Ocean Cleanup project removes 55 tonnes of plastic from the ocean


The Ocean Cleanup project has been busy over the past six weeks, arriving in Victoria to drop off 55 tonnes of plastic hauled out of the ocean.

The two ships docked at Ogden Point are part of a massive project that all started when then-16-year-old Boyan Slat was scuba diving in Greece and was surprised to see more plastic than fish. This made him wonder why we don’t just clean up the plastic.

Flash forward to today, the cleanup project is now successfully doing test runs while trying to clean up the great Pacific garbage patch, which is a surface twice the size of Texas.

The communications director for the Ocean Cleanup project, Joost Dubys, says the way they are collecting the plastic is the first of its kind.

“It’s a very shallow skimmer that goes into the ocean, and at the end of the U-shape, there is a collection bag. We call it a retention zone. You can put three Greyhound buses in there right now. It’s massive,” said Dubys.

With these types of nets in the water, 1.5 miles of distance between both boats holding the net can accumulate a large amount of plastic quickly. After three days of trolling, workers take it out, put it on deck and throw the nets back in. Each haul can amount anywhere from 10 to 15 tonnes.

It takes dozens of people on the boats to make this cleanup work efficiently. Flemming Anderson, a leader in the project, is trying to help clean the planet for the next generation.

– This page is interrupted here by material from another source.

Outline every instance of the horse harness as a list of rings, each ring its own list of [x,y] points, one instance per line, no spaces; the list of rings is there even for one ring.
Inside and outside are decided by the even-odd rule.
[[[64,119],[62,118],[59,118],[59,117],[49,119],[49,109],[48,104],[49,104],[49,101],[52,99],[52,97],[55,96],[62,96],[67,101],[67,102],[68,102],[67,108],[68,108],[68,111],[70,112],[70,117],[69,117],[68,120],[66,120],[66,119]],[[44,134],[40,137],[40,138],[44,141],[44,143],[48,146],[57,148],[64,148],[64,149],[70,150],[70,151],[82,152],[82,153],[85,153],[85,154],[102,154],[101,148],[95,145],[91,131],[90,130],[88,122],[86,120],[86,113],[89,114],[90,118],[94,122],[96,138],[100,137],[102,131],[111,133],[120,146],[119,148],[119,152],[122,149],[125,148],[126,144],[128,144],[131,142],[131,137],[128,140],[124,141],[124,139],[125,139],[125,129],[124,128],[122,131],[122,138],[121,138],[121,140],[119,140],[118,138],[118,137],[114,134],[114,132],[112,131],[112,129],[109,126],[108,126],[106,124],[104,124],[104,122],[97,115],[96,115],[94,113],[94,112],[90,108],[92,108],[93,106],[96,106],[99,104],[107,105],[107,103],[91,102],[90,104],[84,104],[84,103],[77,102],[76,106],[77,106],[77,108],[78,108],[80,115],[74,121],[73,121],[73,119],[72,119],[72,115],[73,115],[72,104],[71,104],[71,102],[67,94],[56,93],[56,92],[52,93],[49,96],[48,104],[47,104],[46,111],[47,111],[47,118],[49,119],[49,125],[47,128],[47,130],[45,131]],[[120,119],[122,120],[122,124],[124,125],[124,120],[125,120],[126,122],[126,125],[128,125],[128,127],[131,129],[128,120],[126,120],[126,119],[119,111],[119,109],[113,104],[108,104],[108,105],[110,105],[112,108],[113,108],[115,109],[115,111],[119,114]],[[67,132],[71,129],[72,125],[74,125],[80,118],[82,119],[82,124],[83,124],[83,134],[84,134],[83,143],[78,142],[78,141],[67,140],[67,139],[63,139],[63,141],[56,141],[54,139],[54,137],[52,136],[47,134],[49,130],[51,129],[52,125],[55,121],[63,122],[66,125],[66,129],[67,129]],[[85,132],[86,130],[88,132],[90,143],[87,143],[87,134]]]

“I am happy about this because I am an old guy. I can do something about the legacy to my grandchildren, so that’s actually why I am doing it. I am happy, I am proud of that,” said Anderson.

Ocean Cleanup is also trying to stop further plastic from getting to the ocean by blocking plastic at the mouths of several rivers.

The project is hoping in the next year to scale up its operations and eliminate 90 per cent of the ocean’s plastic by 2040.